Calls to O’Malley’s political action committee, O’PAC, seeking comment for this story were not returned. The committee’s website touts the former governor and potential presidential candidate’s success regarding the economy and promoting sustainability during his two terms, but does not address green job creation.

Current Gov. Larry Hogan, a Republican, has placed an emphasis on job growth by trying to create a culture in the state that he describes as being more business-friendly. But his administration hasn’t discussed actions to specifically promote green jobs and has not initiated conversations with the Department of Labor, Licensing and Regulation and the Maryland Department of the Environment about tracking the creation of green jobs.

“The governor is focused on creating jobs, period. If they contribute substantially to preserving and restoring our environment, even better,” said Shareese Churchill, a spokeswoman for the governor.

To be sure, there are some anecdotal success stories, and what data there is appears promising.

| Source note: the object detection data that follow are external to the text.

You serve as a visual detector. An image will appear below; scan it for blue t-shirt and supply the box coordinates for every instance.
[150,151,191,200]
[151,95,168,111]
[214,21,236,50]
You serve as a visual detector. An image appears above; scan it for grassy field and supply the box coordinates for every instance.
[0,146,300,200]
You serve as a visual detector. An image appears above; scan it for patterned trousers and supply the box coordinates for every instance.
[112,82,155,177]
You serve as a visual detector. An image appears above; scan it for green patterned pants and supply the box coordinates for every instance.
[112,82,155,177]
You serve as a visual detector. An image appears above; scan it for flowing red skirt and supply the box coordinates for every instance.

Howard County-based Direct Energy Solar, formerly Astrum Solar, has more than 120 employees in the Maryland already and intends a major expansion — hiring 240 new employees during the next three years. The company was purchased in July by Direct Energy, one of the biggest energy, commercial retail energy and energy related services firms in the country.

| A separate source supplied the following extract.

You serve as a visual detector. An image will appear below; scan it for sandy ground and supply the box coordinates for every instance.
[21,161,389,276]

Also recently, Prince George’s County approved a public private partnership with Rhode Island-based Corvias Solutions that calls for the county to invest $100 million in a three-year retrofit of the county’s water systems. The project calls for the company to use local and minority-owned business for at least 35 percent of the project’s scope and claims it will create “thousands” of jobs.

In the advocacy group Environmental Entrepreneurs’ 2014 year-end report, Maryland was not in the top 10 states for green job creation, but the 2013 report listed Maryland as fourth in the nation for the number of total green jobs.

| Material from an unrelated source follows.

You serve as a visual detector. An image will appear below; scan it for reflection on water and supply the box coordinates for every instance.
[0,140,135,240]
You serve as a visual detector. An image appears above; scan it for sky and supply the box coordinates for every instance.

Jeff Benzak, a spokesman for Environmental Entrepreneurs, said Maryland’s statewide policies for creating green jobs are strong, but he said inaction by Congress is hampering efforts to stimulate growth.

“The clean energy industry in Maryland, like in other states across the country, has fallen victim to, a certain extent, to Congress, and its inability to move forward in any clear, definitive way with tax incentives for industries like clean energy and energy efficiency,” Benzak said.

The Economic Alliance of Greater Baltimore recently posted an analysis of data from 2011 showing that Maryland was one of the leaders in production of goods and services benefiting the environment. According to the data, the state ranked seventh in the nation in terms of job concentration in Green Goods and Services as well as percentage of jobs in those industries.

“I don’t know the density of employment itself is important. But certainly the focus among Maryland businesses on sustainable practices, and protecting the environment locally, is important to things like our watershed. There’s a . pretty tremendous industry that relies on the health of the Chesapeake Bay,” said Patrick Dougherty, chief market analyst with the Greater Baltimore Economic Alliance.

Tom Zolper, a spokesman for the Chesapeake Bay Foundation, said addressing issues like water pollution can be a boon to the economy by creating green jobs that clean up and prevent pollution, which will in turn make the bay a stronger economic engine. According to a report by the foundation, the bay’s economic benefits could reach $130 billion annually if its blueprint for restoration and protection are followed.

“It’s long been a philosophy of ours, it’s not something we actively work for the economic side, but we actively believe that society has to improve, sort of holistically, that we can’t sort of segregate out the environment,” Zolper said.

Despite the lag in data, Dougherty said he’s confident the green economy in Maryland is growing, and being driven by homegrown firms as opposed to companies relocating from out of state.

“I don’t know that we’ve necessarily attracted it in terms of bringing businesses or employees from out of state into the area. I think businesses . and residents here recognize the importance . that our natural environment plays (a role) in their ability to do business and the quality of life of their employees,” he said.